All the Justices held that judicial limits on dissemination implicate the rights of the restricted party to a far lesser extent than they would in other contexts.

They held that, “There is an opportunity for litigants to obtain, incidentally or purposefully, information that not only is irrelevant but if publicly released could be damaging to reputation and privacy.”

Two differences stand out between the Seattle Times case and the atrazine case.

First, the Times sought to disseminate information from its own case, while the nature groups seek to disseminate information from someone else’s case.

Second, the information in the Times case related to the case at hand, while the information in the Syngenta case didn’t.

In the atrazine case at hand, attorney Stephen Tillery of St. Louis filed the information as exhibits with a motion in a class action against Syngenta, but he didn’t cite any of it in the motion.

District Judge Phil Gilbert of Benton called the exhibits extraneous, and he sealed them without reading them.

The nature groups moved to unseal them, and Gilbert denied the motion.

They appealed to the Seventh Circuit, which will render a decision after reading the briefs on the Seattle Times case.

The respondent before the Supreme Court in the Times case, Rhinehart, led a religion he called Aquarian Foundation.

Aquarians believed in communication with the dead through a medium, Powell wrote.

“Rhinehart is the primary Aquarian medium,” he wrote.

In the 1970s, the Seattle Times and the Walla Walla Union-Bulletin published a series of articles about the foundation.

Rhinehart and the foundation sued the newspapers, seeking $14.1 million for defamation and invasion of privacy.

Rhinehart alleged the newspapers held him up to scorn, hatred and ridicule, and the foundation alleged they diminished its financial ability to pursue its purposes.

The suit backfired when a judge compelled the foundation to produce member names and addresses, plus records of donations, transactions, and general financial condition.

The Times told Rhinehart it would publish the information, so the foundation moved for a protective order.

The foundation submitted affidavits of members about incidents at headquarters and threats by letters and telephone.

The judge issued an order prohibiting the Times from publishing, disseminating, or using the information in any way except to prepare for and try the case.

Rhinehart appealed the production order, the Times appealed the protective order, and the Supreme Court of Washington affirmed both orders.

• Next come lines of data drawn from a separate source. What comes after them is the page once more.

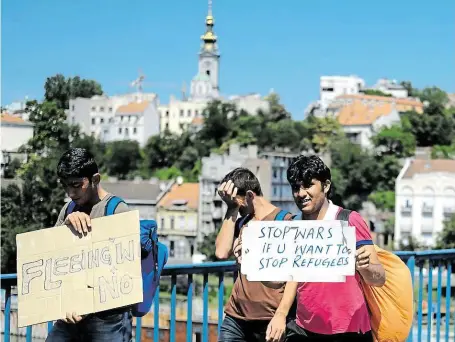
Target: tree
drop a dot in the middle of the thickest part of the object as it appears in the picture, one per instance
(122, 158)
(446, 238)
(352, 174)
(434, 127)
(11, 168)
(321, 132)
(394, 141)
(163, 150)
(443, 152)
(60, 90)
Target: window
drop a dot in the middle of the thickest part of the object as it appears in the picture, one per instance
(171, 248)
(182, 222)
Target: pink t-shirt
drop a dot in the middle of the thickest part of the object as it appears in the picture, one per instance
(334, 308)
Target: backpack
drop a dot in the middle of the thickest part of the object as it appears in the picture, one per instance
(391, 306)
(154, 256)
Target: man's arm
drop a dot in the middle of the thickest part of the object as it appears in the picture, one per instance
(367, 261)
(225, 238)
(288, 298)
(277, 326)
(371, 270)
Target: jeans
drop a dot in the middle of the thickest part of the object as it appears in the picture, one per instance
(108, 326)
(295, 333)
(237, 330)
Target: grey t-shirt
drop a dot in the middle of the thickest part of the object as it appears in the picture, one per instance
(98, 209)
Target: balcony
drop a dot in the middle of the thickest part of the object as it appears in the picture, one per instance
(448, 211)
(406, 209)
(427, 209)
(197, 312)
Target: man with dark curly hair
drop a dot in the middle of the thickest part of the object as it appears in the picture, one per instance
(331, 311)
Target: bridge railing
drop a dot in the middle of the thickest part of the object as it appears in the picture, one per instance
(432, 273)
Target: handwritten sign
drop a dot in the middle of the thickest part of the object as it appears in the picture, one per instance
(303, 251)
(60, 272)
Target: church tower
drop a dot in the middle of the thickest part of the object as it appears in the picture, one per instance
(206, 83)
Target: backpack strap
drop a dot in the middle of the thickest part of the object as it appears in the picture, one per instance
(343, 214)
(281, 215)
(70, 208)
(112, 205)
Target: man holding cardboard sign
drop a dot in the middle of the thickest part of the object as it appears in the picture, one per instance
(78, 173)
(332, 311)
(256, 311)
(329, 307)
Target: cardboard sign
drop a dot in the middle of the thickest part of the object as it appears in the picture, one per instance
(60, 272)
(303, 251)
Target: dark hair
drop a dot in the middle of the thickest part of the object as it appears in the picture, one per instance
(77, 162)
(244, 180)
(304, 169)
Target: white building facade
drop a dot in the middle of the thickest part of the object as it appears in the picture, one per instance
(424, 198)
(98, 116)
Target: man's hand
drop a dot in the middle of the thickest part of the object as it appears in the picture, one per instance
(362, 258)
(227, 192)
(237, 250)
(79, 221)
(276, 328)
(71, 318)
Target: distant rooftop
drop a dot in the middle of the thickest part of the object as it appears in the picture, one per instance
(420, 166)
(184, 194)
(9, 119)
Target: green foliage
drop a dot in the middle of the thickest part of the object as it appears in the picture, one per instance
(167, 173)
(207, 246)
(446, 238)
(60, 90)
(383, 200)
(122, 157)
(11, 168)
(436, 126)
(394, 141)
(443, 152)
(375, 93)
(320, 133)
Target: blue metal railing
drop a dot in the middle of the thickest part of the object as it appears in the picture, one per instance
(423, 262)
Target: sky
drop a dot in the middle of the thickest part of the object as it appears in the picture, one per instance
(282, 45)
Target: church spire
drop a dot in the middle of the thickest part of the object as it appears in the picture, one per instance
(209, 37)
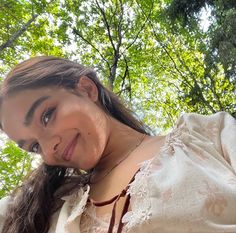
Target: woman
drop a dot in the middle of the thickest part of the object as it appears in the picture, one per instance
(102, 171)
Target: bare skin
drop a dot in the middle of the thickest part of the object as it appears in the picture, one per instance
(99, 140)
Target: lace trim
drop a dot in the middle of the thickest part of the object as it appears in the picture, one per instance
(91, 223)
(139, 189)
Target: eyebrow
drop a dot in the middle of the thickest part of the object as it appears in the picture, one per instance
(29, 115)
(21, 143)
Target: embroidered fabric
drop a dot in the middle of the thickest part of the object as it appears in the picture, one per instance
(90, 223)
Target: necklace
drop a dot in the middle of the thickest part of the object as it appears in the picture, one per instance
(119, 162)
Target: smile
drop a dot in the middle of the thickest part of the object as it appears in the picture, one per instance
(70, 149)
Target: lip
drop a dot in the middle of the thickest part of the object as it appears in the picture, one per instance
(70, 149)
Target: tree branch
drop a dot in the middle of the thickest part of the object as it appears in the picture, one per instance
(76, 32)
(18, 33)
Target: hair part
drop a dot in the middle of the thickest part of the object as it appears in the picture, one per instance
(26, 214)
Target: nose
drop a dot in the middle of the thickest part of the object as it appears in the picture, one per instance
(49, 145)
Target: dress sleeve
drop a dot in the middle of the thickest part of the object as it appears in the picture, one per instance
(3, 209)
(219, 128)
(228, 139)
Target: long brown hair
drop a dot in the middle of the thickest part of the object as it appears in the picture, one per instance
(36, 200)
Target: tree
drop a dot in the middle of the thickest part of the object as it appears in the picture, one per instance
(154, 54)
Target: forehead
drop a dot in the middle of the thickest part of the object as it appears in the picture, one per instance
(15, 107)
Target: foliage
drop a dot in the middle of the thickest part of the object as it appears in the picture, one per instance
(14, 164)
(154, 54)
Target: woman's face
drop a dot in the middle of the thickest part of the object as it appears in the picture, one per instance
(67, 128)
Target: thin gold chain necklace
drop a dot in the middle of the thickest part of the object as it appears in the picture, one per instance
(119, 162)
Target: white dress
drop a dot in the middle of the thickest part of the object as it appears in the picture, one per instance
(189, 187)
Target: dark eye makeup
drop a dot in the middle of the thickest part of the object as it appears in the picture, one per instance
(46, 116)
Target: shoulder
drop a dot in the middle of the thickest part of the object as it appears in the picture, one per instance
(4, 203)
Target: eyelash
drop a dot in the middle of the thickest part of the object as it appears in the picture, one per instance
(46, 114)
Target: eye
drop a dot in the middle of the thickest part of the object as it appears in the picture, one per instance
(46, 116)
(34, 148)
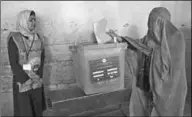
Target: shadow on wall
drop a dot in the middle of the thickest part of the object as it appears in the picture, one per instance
(131, 57)
(47, 67)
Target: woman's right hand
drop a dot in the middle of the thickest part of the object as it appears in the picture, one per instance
(113, 34)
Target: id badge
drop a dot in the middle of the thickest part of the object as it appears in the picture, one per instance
(27, 67)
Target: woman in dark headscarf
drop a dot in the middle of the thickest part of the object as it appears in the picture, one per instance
(160, 88)
(26, 57)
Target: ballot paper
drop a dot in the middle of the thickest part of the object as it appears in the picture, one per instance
(100, 31)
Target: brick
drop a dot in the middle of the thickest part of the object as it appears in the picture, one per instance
(6, 104)
(62, 86)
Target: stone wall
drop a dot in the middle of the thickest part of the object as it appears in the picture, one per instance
(65, 23)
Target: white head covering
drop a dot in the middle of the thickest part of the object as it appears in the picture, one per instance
(21, 24)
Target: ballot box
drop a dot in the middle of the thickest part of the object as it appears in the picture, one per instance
(99, 68)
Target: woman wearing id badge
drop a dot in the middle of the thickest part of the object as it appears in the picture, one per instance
(26, 57)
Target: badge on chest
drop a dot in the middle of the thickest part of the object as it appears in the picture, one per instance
(27, 67)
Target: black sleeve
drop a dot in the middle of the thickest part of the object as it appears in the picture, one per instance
(136, 44)
(16, 68)
(40, 70)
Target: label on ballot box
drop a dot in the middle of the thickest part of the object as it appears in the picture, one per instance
(104, 69)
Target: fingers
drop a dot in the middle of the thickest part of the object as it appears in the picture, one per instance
(37, 84)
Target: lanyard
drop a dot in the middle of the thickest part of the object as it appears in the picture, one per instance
(27, 52)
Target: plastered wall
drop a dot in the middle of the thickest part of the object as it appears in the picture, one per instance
(65, 23)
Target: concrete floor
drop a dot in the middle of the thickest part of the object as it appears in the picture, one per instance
(125, 113)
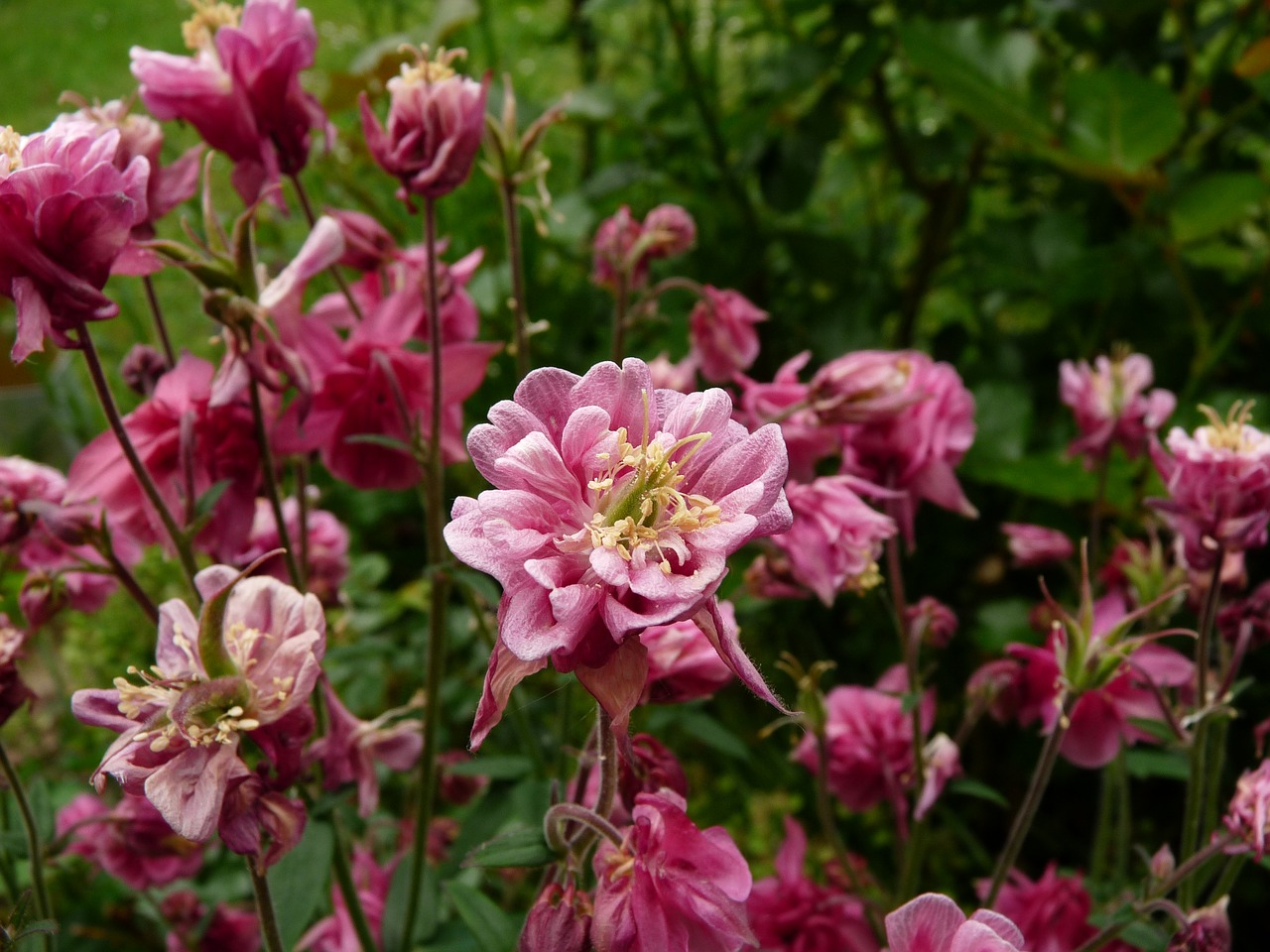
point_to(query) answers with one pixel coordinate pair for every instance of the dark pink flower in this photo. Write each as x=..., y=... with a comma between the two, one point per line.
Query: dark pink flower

The state court Justices held that the interest of the judiciary in the integrity of discovery was sufficient to meet the heavy burden of justification for prior restraint.

They held that “the giving of publicity to these matters would allegedly and understandably result in annoyance, embarrassment and even oppression.”

The ruling conflicted with precedents from the District of Columbia and the First Circuit appellate court, so the U.S. Supreme Court decided to resolve the conflicts.

After review, not one Justice sided with the Times in its push to publish what it discovered.

All nine agreed that the protective order didn’t offend the First Amendment.

“A litigant has no First Amendment right of access to information made available only for purposes of trying his suit,” Powell wrote.

“Moreover, pretrial depositions and interrogatories are not public components of a civil trial.”

“Much of the information that surfaces during pretrial discovery may be unrelated, or only tangentially related, to the underlying cause of action.”

He wrote that the Times could publish the information if it got it somewhere else.